A truly wonderful afternoon. We
walked all through the botanical garden, the rainforest orchid walk, past a
cannonball tree and a great 14” pink trumpet flower hanging off bushes, around the
cycad (oldest plants still living on earth) circle and overall watching an emerging
flowering spring. We ended at the store
where I looked at a selection of exquisite botanical print notecards of Gaugin,
Monet and Chinese prints. Next to me a woman turned and said, “Isn’t this place
just magical?” It certainly is.
This was the precursor to watching the Super Bowl Sunday at Monty’s
Bar with a friend whose dinghy flipped that morning with him in it on his way
in because of high winds.
He was helped
by fellows in the mooring field to right it, and bail it out. He took the shuttle to us and we were to take
him back to his catamaran in our dinghy after the game. Instead he slept on our boat for the night
with the heat turned on. We were reminded how happy we are to be in a slip in
spite of the cost. A pretty constant
wind of 15 to 20 K is blowing here.
There is the occasional calm day.
The protected (by mangrove islands) waters in the dock area allow me to
paddle around. In the mooring field we’d be
marooned on our boat every day. The
marina shuttle boat to and from land doesn’t run if the wind is too high.
Last but not least (as books are the best part) is the book for seafarers I must recommend, Incredible Tales of the Sea.

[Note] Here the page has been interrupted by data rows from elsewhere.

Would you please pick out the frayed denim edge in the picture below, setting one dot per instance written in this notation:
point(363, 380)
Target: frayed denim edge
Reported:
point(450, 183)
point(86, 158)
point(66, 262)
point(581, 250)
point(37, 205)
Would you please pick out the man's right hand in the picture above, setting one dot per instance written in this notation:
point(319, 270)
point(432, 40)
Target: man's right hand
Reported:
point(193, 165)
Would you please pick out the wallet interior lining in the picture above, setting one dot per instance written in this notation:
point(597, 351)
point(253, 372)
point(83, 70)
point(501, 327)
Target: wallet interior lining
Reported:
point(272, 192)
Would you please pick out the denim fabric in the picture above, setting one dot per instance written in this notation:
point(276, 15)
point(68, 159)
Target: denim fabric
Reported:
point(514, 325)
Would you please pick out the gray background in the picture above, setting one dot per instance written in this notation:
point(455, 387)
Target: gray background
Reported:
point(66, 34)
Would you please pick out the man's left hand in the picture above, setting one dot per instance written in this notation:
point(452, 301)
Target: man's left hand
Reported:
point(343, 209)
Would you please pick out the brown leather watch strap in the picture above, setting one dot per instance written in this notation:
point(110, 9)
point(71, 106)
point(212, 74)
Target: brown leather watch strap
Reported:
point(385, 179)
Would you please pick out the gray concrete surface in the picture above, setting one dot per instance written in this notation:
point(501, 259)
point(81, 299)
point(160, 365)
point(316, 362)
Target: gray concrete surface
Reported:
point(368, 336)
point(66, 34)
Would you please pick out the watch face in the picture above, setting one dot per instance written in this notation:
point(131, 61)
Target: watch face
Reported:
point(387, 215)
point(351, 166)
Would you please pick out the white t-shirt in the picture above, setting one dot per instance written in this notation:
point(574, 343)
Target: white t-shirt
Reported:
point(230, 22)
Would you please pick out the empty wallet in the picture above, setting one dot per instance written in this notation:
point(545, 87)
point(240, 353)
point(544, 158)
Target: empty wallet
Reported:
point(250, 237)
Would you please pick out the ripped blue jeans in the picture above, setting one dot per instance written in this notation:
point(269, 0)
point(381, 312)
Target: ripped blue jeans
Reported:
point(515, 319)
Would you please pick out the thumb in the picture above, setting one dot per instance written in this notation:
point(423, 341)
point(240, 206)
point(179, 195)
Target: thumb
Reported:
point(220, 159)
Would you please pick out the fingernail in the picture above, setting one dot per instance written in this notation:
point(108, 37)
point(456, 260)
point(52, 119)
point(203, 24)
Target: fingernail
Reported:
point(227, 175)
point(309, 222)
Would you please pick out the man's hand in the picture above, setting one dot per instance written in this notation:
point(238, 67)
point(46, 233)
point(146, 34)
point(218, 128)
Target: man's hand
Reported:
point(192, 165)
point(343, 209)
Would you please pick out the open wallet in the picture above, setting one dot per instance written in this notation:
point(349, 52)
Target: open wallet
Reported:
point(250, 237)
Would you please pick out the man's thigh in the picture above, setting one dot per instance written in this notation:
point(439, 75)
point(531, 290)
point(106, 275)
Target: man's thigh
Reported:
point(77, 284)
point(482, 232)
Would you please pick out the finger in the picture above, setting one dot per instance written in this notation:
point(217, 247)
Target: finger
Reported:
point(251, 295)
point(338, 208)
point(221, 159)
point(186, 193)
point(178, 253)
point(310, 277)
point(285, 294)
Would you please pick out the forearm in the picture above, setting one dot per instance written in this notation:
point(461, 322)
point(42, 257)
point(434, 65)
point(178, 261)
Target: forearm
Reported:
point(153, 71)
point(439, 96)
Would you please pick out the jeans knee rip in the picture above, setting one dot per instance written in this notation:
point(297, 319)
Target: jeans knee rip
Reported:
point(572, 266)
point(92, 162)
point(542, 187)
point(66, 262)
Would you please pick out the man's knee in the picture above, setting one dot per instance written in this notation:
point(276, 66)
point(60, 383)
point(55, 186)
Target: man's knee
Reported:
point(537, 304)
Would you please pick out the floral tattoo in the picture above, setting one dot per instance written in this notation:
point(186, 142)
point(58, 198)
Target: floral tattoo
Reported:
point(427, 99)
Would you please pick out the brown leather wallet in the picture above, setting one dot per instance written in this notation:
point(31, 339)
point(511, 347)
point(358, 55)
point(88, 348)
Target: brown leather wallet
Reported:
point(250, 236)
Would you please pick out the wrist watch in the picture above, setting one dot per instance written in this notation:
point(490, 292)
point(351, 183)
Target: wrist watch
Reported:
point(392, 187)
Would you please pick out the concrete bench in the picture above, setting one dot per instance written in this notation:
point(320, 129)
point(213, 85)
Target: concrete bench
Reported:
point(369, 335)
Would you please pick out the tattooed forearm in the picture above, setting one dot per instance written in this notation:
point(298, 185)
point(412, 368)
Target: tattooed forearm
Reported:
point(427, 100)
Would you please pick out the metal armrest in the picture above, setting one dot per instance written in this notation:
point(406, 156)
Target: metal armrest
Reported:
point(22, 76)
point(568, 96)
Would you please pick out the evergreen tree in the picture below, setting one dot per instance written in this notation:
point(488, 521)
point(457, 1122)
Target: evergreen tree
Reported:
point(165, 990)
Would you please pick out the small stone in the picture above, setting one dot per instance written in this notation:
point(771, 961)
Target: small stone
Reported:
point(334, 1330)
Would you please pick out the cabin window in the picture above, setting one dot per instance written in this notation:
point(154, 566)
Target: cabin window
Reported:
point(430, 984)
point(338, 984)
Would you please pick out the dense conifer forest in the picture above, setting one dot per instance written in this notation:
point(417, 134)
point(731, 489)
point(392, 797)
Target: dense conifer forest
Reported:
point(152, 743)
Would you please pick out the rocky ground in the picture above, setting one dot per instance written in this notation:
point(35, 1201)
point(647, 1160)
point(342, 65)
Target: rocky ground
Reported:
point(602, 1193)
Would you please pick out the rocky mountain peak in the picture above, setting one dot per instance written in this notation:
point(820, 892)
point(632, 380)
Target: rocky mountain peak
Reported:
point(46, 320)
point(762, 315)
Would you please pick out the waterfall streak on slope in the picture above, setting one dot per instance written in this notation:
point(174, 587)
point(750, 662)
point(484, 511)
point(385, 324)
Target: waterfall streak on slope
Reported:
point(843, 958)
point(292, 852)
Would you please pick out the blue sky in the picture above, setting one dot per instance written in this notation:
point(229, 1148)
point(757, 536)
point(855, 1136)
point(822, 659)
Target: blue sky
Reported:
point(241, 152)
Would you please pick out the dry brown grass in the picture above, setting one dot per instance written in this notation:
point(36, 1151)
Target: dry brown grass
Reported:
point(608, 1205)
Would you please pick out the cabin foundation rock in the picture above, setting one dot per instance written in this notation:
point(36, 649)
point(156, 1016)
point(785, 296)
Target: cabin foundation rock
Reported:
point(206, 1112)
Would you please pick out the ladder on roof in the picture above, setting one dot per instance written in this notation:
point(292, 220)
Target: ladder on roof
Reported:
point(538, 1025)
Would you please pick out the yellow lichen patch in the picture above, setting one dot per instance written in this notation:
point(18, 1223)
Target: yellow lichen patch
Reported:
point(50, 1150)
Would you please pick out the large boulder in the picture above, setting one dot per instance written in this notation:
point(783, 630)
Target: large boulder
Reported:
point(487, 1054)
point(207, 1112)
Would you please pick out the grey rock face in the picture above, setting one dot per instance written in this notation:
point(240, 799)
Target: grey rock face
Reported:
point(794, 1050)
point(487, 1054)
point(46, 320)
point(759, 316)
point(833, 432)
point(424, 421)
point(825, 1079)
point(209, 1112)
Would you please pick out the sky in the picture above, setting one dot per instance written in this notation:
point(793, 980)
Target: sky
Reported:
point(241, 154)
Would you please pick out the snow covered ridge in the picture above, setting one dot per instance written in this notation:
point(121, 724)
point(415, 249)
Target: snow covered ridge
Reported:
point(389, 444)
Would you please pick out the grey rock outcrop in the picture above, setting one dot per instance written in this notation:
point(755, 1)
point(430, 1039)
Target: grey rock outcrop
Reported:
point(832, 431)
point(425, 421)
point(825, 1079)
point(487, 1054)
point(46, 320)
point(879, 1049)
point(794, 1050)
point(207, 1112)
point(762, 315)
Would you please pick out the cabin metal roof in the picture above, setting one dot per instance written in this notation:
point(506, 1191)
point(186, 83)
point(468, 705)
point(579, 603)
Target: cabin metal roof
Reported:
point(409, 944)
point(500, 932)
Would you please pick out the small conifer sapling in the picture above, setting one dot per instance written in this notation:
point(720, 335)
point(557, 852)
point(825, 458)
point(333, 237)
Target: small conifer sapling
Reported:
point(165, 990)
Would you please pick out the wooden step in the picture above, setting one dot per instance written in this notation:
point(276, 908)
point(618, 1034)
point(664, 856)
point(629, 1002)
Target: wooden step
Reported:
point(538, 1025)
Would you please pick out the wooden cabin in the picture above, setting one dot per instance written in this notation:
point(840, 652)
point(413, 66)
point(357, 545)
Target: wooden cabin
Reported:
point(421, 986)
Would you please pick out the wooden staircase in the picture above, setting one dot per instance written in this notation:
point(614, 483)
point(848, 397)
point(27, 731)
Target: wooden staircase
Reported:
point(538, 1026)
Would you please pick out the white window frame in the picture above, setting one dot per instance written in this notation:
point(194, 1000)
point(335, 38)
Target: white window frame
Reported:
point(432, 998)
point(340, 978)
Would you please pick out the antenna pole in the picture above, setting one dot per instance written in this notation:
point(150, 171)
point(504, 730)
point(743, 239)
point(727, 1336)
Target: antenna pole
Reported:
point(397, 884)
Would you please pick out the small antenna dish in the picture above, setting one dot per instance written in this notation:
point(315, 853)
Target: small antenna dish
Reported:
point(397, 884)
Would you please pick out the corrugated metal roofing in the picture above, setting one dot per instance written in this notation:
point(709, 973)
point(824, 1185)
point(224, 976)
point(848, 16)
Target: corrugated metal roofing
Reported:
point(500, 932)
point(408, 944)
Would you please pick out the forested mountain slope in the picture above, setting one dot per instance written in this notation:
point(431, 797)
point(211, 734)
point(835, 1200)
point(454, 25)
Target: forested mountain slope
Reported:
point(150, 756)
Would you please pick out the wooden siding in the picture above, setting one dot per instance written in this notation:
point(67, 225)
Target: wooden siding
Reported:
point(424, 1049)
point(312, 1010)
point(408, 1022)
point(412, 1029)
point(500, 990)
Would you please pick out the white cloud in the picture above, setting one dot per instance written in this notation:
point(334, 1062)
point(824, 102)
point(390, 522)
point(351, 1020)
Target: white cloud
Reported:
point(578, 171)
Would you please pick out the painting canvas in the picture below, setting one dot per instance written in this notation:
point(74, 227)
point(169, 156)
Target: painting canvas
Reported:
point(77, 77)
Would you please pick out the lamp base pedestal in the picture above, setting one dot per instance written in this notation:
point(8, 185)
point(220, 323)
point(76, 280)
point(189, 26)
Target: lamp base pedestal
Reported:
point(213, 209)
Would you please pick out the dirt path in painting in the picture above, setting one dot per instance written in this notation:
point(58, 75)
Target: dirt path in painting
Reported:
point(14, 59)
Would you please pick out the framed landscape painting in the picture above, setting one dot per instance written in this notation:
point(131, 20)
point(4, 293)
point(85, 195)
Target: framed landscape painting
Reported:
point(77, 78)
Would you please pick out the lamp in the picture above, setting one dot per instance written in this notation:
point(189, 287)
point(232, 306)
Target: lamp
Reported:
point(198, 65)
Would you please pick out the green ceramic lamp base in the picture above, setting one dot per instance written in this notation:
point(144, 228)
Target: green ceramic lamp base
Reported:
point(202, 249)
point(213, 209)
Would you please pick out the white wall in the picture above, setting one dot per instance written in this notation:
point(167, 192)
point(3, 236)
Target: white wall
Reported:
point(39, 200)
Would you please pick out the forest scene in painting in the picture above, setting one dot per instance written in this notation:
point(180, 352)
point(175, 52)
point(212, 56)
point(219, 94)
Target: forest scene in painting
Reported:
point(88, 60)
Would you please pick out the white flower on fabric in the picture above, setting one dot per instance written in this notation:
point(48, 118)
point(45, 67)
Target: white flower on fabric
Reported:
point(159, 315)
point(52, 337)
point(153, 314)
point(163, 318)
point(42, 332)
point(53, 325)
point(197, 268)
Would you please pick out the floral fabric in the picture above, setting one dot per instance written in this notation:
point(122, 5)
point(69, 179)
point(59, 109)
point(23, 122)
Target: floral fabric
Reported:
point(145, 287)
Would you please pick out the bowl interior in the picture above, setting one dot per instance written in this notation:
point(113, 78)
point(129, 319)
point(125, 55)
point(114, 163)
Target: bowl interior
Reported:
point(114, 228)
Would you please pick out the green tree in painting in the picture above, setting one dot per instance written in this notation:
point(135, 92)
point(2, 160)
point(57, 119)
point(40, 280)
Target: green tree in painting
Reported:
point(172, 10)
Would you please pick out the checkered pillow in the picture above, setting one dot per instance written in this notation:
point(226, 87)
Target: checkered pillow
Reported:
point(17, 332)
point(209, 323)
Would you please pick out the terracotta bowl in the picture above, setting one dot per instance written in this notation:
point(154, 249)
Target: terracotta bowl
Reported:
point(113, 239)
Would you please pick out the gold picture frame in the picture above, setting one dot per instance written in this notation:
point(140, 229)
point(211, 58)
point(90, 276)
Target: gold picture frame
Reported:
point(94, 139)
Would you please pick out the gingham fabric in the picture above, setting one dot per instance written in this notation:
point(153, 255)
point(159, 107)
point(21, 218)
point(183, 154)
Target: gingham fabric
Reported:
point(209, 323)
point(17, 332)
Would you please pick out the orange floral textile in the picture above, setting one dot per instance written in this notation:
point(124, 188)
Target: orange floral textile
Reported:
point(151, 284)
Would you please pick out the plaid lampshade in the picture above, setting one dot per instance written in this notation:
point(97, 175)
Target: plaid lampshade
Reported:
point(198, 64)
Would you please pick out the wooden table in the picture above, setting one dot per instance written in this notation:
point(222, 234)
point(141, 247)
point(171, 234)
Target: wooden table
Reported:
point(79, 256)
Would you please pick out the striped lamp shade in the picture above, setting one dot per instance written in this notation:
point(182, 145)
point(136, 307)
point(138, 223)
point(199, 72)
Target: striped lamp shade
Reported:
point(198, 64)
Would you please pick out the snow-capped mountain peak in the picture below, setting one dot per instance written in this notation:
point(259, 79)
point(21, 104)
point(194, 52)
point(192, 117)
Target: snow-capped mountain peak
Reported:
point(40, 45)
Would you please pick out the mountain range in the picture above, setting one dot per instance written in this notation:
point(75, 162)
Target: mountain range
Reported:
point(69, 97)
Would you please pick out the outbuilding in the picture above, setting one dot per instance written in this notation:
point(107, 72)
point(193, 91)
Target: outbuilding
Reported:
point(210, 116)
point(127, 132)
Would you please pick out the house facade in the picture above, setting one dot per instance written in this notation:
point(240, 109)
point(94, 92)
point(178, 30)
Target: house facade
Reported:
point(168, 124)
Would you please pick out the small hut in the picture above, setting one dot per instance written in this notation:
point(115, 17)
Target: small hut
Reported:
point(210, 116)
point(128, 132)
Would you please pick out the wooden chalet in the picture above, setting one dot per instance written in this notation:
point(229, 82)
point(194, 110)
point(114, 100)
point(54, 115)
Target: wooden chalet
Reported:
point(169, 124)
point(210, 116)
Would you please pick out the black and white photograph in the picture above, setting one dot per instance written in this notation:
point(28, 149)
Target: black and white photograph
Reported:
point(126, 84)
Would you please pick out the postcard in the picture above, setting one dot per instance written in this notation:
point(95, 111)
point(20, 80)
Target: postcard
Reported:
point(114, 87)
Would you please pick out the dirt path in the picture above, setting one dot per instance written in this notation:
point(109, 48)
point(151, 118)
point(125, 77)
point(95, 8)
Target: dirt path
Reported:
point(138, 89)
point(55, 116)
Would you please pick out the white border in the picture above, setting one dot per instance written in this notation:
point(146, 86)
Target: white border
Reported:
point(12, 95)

It includes excerpts from famous authors’ books like Robert Louis
Stephenson’s Treasure Island at
the critical moment when Long John Silver finds the treasure spot with young
Jim only to see an empty hole then to battle the mutinous crew who had trudged
to the treasure spot first. Daniel Defoe
in Robinson Crusoe describes a
scary sail around his island on his island made boat that almost takes him out
to sea with no supplies. Victor Hugo in
“An Imprisoned Thunderstorm” describes a terrible lose cannon on a ship. As it rolls wildly around the cannon hold it
kills several men. But one brave soul climbs the ladder below and in slow motion words Defoe explains how it is captured…white-knuckle
reading. Jules Verne in “An Unknown
Species of Whale” describes Captain Farragut on board the Abraham Lincoln
frigate out to capture a narwhal that ends up to be something else - a science
fiction piece. Dickens’s “The Wreck of
the Golden Mary” describes in tearful prose two lifeboats' long survival
adventure after the ship goes down.
Another includes the sentence, “A joke is always like an outstretched
hand.” in a story by John Traust.
Oh, the power of story can bring you right there.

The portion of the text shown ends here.